A ofensiva dos EUA e de Israel a Teerão marca uma viragem sísmica no modo como o poder é projetado no sistema internacional e torna cada vez mais inequívoco que o primado da força se sobrepôs ao primado da lei.
Se era desejável? Não.
Se havia outra maneira para colocar termo a um regime destes? Também não.
Durante anos, a Europa passou cheques em branco ao crescimento de movimentos islâmicos radicais e regimes que instrumentalizam a religião como ferramenta de poder político. A diplomacia europeia permaneceu enclausurada numa estética de polidez moral, incapaz de reconhecer e responder à realidade brutal de regimes que praticam repressão interna, exportam violência e subvertem a ordem regional. Enquanto isso, instituições como a ONU, personificadas por secretários-gerais vocais na retórica mas fracos na ação, testemunharam e denunciaram atrocidades que continuaram a acontecer com impunidade evidente.
Ao longo das últimas décadas, o regime iraniano consolidou-se como um dos principais fatores de instabilidade no Médio Oriente. Não apenas pela repressão interna ou pelo caráter teocrático do sistema político, mas sobretudo pelo papel ativo que desempenha no financiamento, armamento e treino de milícias e grupos armados fora das suas fronteiras.
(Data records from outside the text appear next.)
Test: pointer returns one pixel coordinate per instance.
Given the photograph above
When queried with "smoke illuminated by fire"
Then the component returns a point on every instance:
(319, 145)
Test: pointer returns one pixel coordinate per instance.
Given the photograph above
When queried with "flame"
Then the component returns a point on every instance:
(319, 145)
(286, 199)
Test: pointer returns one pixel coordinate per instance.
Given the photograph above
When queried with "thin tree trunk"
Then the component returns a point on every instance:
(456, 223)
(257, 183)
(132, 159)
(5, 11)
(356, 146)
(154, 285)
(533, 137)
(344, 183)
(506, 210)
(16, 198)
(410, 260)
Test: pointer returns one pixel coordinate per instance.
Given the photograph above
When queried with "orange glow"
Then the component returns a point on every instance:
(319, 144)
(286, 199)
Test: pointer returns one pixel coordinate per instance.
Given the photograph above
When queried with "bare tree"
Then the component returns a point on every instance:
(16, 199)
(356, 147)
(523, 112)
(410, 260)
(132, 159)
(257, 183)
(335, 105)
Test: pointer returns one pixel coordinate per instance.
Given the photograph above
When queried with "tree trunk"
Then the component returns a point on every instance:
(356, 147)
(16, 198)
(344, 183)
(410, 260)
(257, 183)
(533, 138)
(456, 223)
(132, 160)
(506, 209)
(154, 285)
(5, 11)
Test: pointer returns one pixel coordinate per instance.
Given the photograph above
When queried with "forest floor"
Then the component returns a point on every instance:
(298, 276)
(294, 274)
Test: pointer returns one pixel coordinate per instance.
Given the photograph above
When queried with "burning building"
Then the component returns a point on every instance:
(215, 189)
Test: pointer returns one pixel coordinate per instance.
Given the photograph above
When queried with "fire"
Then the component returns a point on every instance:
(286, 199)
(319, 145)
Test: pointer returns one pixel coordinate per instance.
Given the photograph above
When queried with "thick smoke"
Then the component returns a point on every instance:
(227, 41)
O
apoio ao Hezbollah no Líbano, ao Hamas em Gaza e a várias milícias xiitas no Iraque e na Síria transformou o Irão num epicentro de redes armadas que alimentam conflitos crónicos.
Internamente, o regime consolidado após a Revolução Islâmica de 1979 governou através da censura, da perseguição política e da limitação severa das liberdades individuais. A discriminação estrutural das mulheres, a repressão violenta de protestos e a criminalização da dissidência transformaram o medo num instrumento quotidiano de governação. Nesse sentido, a morte de Ali Khamenei parece ter sido bem recebida por muitos iranianos, que vêem na eliminação do líder supremo um verdadeiro momento de libertação histórica. Não porque a mudança esteja garantida, mas porque a continuidade automática deixou de o estar.
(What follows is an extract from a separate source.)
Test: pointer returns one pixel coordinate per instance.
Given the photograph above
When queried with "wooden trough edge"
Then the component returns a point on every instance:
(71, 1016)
Há, contudo, um aspeto que não pode ser ignorado. Durante anos, muitos dos que no Ocidente se afirmam como guardiões da moral internacional nunca demonstraram a mesma energia mobilizadora perante a repressão iraniana. A indignação seletiva tornou-se padrão: campanhas efémeras de hashtags, declarações moralistas nas redes sociais, apelos grandiosos a valores que nunca foram verdadeiramente defendidos com ação consistente. Onde estavam as flotilhas de apoio à liberdade iraniana? Onde estavam os protestos globais exigindo direitos humanos básicos?
Também a nível europeu a hesitação tem sido regra. A ausência de posições firmes, estratégicas e consequentes não nos torna neutros, torna-nos cúmplices por omissão. Ao adotarmos uma postura reativa, incapaz de antecipar a consolidação de regimes expansionistas e ideologicamente inflexíveis, contribuímos para a erosão da credibilidade das próprias instituições que dizemos defender.
A substituição da diplomacia pela força nunca deve ser celebrada ou romantizada. Mas ignorar a natureza de um regime que sistematicamente rejeitou limites também não pode continuar a ser a estratégia. Entre a ingenuidade e o cinismo existe uma terceira via: a lucidez.
À Europa exige-se mais do que simples declarações: carecemos de estratégia, clareza moral, ação concertada e uma vontade de defender não apenas interesses, mas princípios.